TELSİZ KONUŞMALARI UYDURMA
Reşadiye’deki hain pusudan sonra Genelkurmay tarafından basına
dağıtılan telsiz konuşmalarının, PKK tarzında olmadığını vurgulayan
MİT Müsteşarı Emre Taner’e katılan Şükrü Gülmüş’ün, bu konudaki
açıklamaları da şöyle: “Ben o telsiz görüşmelerini okudum. Öyle
abuk sabuk görüşme olmaz. Uydurmadır. Öyle şey olmaz. Yani tamam
bazı şeyler diyelim ki açık aleni okunuyor. Telsizlerde bizzat
birbirleriyle küfürleşenler, birbirleriyle şey edenler vardır.

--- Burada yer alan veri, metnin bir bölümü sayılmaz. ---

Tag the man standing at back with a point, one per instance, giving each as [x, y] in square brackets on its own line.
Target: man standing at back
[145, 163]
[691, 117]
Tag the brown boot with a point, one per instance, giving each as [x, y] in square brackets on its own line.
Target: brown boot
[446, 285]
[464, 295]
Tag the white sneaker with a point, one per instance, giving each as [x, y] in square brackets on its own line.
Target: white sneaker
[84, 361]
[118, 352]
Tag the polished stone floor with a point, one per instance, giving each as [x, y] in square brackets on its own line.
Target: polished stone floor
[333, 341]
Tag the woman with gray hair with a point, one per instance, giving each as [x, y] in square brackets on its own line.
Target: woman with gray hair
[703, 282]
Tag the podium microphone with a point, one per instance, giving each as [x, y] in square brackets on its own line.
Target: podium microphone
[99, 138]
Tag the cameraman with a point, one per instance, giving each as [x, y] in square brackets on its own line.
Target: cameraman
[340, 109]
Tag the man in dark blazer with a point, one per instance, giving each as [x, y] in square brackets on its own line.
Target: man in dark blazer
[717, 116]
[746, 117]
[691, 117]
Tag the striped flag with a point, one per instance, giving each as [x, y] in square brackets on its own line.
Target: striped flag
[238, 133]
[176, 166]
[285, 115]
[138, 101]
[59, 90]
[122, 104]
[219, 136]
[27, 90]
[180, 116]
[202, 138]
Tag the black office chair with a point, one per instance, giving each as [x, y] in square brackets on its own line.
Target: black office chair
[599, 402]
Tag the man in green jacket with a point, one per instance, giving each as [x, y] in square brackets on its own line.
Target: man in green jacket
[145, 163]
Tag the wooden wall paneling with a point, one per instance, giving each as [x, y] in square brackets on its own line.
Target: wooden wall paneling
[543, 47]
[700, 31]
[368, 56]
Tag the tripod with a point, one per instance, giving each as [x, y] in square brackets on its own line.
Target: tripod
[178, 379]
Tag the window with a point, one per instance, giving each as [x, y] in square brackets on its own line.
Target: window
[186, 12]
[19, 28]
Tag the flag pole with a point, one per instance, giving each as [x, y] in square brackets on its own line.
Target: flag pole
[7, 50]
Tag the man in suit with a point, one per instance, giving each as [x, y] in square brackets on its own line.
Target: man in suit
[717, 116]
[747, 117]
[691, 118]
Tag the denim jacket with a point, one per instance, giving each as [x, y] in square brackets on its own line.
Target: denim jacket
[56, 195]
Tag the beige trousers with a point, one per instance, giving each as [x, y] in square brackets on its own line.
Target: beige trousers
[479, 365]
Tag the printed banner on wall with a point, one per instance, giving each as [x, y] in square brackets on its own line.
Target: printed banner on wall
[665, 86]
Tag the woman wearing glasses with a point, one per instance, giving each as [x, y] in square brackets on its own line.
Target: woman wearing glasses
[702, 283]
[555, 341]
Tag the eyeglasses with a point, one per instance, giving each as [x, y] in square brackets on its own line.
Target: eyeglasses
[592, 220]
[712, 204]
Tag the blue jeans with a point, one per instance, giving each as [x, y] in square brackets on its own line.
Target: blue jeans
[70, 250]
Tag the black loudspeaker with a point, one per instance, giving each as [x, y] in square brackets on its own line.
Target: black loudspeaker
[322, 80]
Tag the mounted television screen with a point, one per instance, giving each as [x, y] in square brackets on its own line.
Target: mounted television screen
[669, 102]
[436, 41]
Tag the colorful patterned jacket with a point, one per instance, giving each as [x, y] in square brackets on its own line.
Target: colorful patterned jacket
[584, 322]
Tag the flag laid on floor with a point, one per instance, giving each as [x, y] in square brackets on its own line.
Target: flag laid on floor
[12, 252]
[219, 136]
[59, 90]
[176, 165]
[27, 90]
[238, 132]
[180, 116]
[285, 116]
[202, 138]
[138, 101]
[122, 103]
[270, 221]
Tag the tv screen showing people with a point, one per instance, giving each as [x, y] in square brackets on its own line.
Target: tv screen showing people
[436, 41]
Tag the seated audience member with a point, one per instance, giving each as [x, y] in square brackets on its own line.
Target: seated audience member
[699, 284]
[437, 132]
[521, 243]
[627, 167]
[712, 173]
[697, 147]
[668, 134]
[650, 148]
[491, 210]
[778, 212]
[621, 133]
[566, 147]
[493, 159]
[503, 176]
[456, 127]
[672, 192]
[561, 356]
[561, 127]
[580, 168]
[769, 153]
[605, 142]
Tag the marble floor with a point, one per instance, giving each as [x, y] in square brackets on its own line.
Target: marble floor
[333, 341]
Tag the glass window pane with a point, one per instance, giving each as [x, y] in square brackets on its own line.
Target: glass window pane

Hatta daha ileri boyutlarda ama o PKK’nın tarzı ve üslubu
değil.”
PKK’DAKİ ÜÇLÜ KOALİSYON VE DERİN ANKARA EKİBİYLE İLGİLİ
BİLGİLER BİR SONRAKİ SAYFADA
PKK’DAKİ ÜÇLÜ KOALİSYON VE DERİN ANKARA EKİBİ
Reşadiye saldırısını üstlenen PKK’nın askeri kanadı HPG Anakarargah
Komutanı Nurettin Sofi ile Öcalan’ın saldırıdan sorumlu tuttuğu
Duran Kalkan ismine dikkat çekilmesi üzerine Gülmüş’ün
söyledikleri: “Siz Nurettin Sofi değil diyelim ki Bozan Tekin, yok
Mahir Atakan, bilmem kim… Bu tür insanlardan yüzlercesi PKK’da var.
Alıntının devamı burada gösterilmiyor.